When submitting the task edit form with repeat options, only one task is created (the first one) and I did not succeed in cloning the task.

When looking at admin/structure/types/manage/erpal-date/fields/field_date_repeat
the date item type is set to simple_date (other choice beeing repeat_task_date). I am wondering if this is correct.

Any details about the fields to use and how to use them will be welcome. Thanks again

marcver’s picture

I made tests as you required.
IMHO the repeatable task module functionnalities do not fit the general needs.
Indeed a repeatable task is cloned through a cron on a daily basis.
Which means that a cloned task will be created and displayed only the day it is scheduled to.
BTW the "mother" task itself is cloned on the same day, which does not make sense to me.

IMHO when creating a repeatable task, all the cloned tasks should be created and displayed at once at the form submit time. Does it make sense to you ?

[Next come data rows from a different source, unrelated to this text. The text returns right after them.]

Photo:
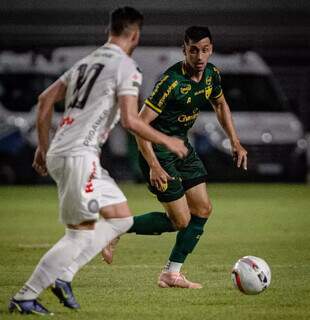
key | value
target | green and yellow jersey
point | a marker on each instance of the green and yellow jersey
(177, 99)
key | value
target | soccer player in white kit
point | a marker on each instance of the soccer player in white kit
(98, 91)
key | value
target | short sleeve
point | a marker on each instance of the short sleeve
(216, 84)
(65, 78)
(129, 78)
(162, 93)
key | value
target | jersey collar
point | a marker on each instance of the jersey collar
(114, 47)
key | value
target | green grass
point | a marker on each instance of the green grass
(270, 221)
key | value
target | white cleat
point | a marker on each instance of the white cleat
(107, 252)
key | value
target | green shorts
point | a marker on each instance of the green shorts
(187, 172)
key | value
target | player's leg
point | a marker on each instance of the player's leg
(72, 175)
(115, 220)
(155, 223)
(171, 276)
(52, 265)
(200, 207)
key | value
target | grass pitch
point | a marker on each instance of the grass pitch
(269, 221)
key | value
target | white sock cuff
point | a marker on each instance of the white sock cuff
(82, 236)
(121, 225)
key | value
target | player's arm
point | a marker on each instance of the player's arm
(158, 176)
(46, 101)
(129, 119)
(224, 117)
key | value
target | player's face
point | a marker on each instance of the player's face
(134, 40)
(197, 54)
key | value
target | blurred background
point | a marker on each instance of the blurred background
(261, 47)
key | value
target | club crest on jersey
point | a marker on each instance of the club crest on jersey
(208, 91)
(209, 81)
(185, 89)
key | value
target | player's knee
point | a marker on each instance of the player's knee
(181, 222)
(205, 210)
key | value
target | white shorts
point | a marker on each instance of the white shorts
(83, 187)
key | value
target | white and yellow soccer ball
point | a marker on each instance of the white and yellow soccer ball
(251, 275)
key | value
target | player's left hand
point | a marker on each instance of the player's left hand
(239, 156)
(39, 163)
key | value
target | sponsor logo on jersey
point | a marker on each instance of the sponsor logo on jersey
(93, 206)
(158, 86)
(209, 81)
(185, 89)
(66, 121)
(189, 117)
(94, 128)
(167, 93)
(199, 92)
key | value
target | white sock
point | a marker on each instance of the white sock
(54, 262)
(173, 266)
(105, 231)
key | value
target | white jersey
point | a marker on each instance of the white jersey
(91, 111)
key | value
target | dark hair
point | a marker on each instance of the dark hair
(122, 18)
(196, 33)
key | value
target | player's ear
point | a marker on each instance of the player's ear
(211, 50)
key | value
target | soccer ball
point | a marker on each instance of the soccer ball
(251, 275)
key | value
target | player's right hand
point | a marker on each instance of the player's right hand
(177, 146)
(39, 162)
(159, 178)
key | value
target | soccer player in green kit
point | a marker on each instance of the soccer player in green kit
(180, 184)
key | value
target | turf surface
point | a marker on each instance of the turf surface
(269, 221)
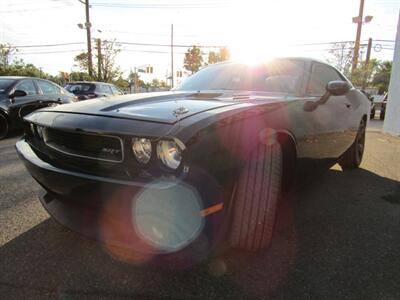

Another point : does Erpal support scheduled tasks i.e. with beginning and ending times ?
As far as I understand, a task is defined as :
- something to do
- in a given date range
- with optionnal estimated duration time

but not as :
- something to do
- in a given date range
- with scheduled beginning and ending times (in this case, task duration is implicit)

Thank you in advance for your comments
and congratulations again for your awesome distribution

manuelBS’s picture

I agree that the current lables are not self explaining. The idea behind the fields is as follows:

Repeat Task Date: This is when the task will be repeated the first time.
Repeat: this is the rule when the task will be repeated again.
Increase repeated deadline: This is the number of days the deadline will be increased whereas the ical date that is set in the repeat rule is used as offset.

Of course it makes sence to repeat all tasks on form submit. But if you have more than 10 tasks, this will take some time so a bulk operation may be required to avoid a time out. This is why we decided to use the rule to specify when the task is going to be created in advance.

We use this in our daily work and it works fine but may be you need a different use case.